Bon Secours believes that having the information has made two big differences to its business.

Motivation and incentives

Firstly, it has helped motivate and incentivise staff at every level. Figures are presented quarterly to the clinical governance committee, which includes board members and clinical heads (the last set provoked ‘very robust discussion,’ says Maeve). Hospital managers look at Net Promoter Scores as avidly as any commercial brand marketeer. And individual hospital managers mine the data for positive feedback, which they display on their quality boards. It’s particularly helpful that the Cemplicity approach encourages patients to tell their stories. These have a lot of impact on staff, both when positive or when they highlight opportunities to improve.

‘We’re trying to reflect back to staff where patients see them actually living the values of Bon Secours such as compassion and respect,’ says Maeve. ‘You’re looking for comments that are in addition to those about nurses, doctors and clinical staff, comments about our healthcare assistants, reception staff, cleaning, catering cark park attendants and all those support services.

When they get feedback, it means a lot to them. And we expect everyone from the front door to the back door to treat patients as the centre of all we do.’

Patient experience driven improvements

The second major difference is the way patient experience data has driven improvements. Bon Secours believes that Cemplicity has been good at helping to analyse feedback, identify areas of concern and re-frame surveys to capture how well those concerns have been addressed. Or as Maeve puts it: ‘We’re on a journey and Cemplicity has helped guide us.’

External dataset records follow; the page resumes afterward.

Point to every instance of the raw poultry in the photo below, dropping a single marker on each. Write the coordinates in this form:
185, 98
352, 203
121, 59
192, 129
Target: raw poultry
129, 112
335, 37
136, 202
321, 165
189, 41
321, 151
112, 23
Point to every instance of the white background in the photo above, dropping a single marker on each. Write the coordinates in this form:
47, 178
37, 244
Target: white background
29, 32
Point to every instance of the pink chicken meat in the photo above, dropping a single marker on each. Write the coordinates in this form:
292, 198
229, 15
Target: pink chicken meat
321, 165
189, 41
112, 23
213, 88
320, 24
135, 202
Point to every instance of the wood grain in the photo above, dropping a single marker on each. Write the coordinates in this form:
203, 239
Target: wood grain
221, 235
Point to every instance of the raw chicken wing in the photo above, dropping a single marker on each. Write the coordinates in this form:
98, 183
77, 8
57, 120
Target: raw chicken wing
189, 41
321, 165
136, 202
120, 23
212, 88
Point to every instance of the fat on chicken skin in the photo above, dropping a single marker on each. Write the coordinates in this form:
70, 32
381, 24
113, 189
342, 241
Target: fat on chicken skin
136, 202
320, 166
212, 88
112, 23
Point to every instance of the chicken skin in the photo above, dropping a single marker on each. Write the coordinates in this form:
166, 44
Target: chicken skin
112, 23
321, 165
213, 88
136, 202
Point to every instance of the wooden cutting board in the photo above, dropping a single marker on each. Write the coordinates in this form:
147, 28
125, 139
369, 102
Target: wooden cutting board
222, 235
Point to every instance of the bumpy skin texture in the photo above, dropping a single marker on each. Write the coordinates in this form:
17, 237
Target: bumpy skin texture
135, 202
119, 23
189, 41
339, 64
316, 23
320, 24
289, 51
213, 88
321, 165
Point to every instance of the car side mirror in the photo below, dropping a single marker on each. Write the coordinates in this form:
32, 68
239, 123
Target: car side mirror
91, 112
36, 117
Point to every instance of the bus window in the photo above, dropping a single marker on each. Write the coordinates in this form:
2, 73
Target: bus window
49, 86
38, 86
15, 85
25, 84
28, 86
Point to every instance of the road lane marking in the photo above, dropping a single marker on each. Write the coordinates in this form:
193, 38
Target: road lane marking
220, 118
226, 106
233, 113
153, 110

One such area of partnership was around discharging people. Bon Secours was initially unsure about whether to ask the questions at all, but Cemplicity ‘nudged’ them towards it, knowing how important it was. Cemplicity suggested doing more work on the question: ‘Did a member of staff tell you about any danger signals before going home?’. Although not low, they felt results could be higher.

After looking more closely at what they were doing, Bon Secours realised that the paperwork given to patients when they went home outlined symptoms for concern but did not explicitly call them ‘danger signals’. By changing this – and tracking how patients reacted – they were able to drive improvements. ‘You’re always looking for your lowest answers and asking “what can I do better here?”’ says Margaret.

This kind of dialogue has helped grow the relationship. As well as introducing the orthopaedic patient-reported outcome measures, Cemplicity recently shortened the main Patient-Reported Experience Measures survey, making it even more effective by SMS. “As we’ve used (Cemplicity’s systems) we’ve adapted the survey at intervals’, says Maeve. ‘We’ve changed requirements in how we want the data presented and they’ve patiently changed that for us.’

Global knowledge

This trust when it comes to constantly reviewing things is one of the reasons why Bon Secours was well prepared for their accreditation survey and for the changes to JCI accreditation standard requirements in January 2021. And working with an international company like Cemplicity helps them anticipate the next international standards that the JCI may hold them to. With links that are as good in Asia as they are in Europe, Margaret says: ‘Cemplicity is more global than local. I feel that that has given us an added advantage.’

And it’s an important advantage in a marketplace where customers have a choice, not only between Bon Secours Health System and Ireland’s good public healthcare service but against other private providers in a sophisticated market. In the end, Margaret says choosing the right patient experience software partner is vital because:

‘Our patients choose us – and they have to choose us – because we’re a private organisation. We are totally and utterly dependent on how our patients experience our care and we are, as a ‘Health System’ committed to providing exceptional care to our patients and to continuous cycles of improvement.’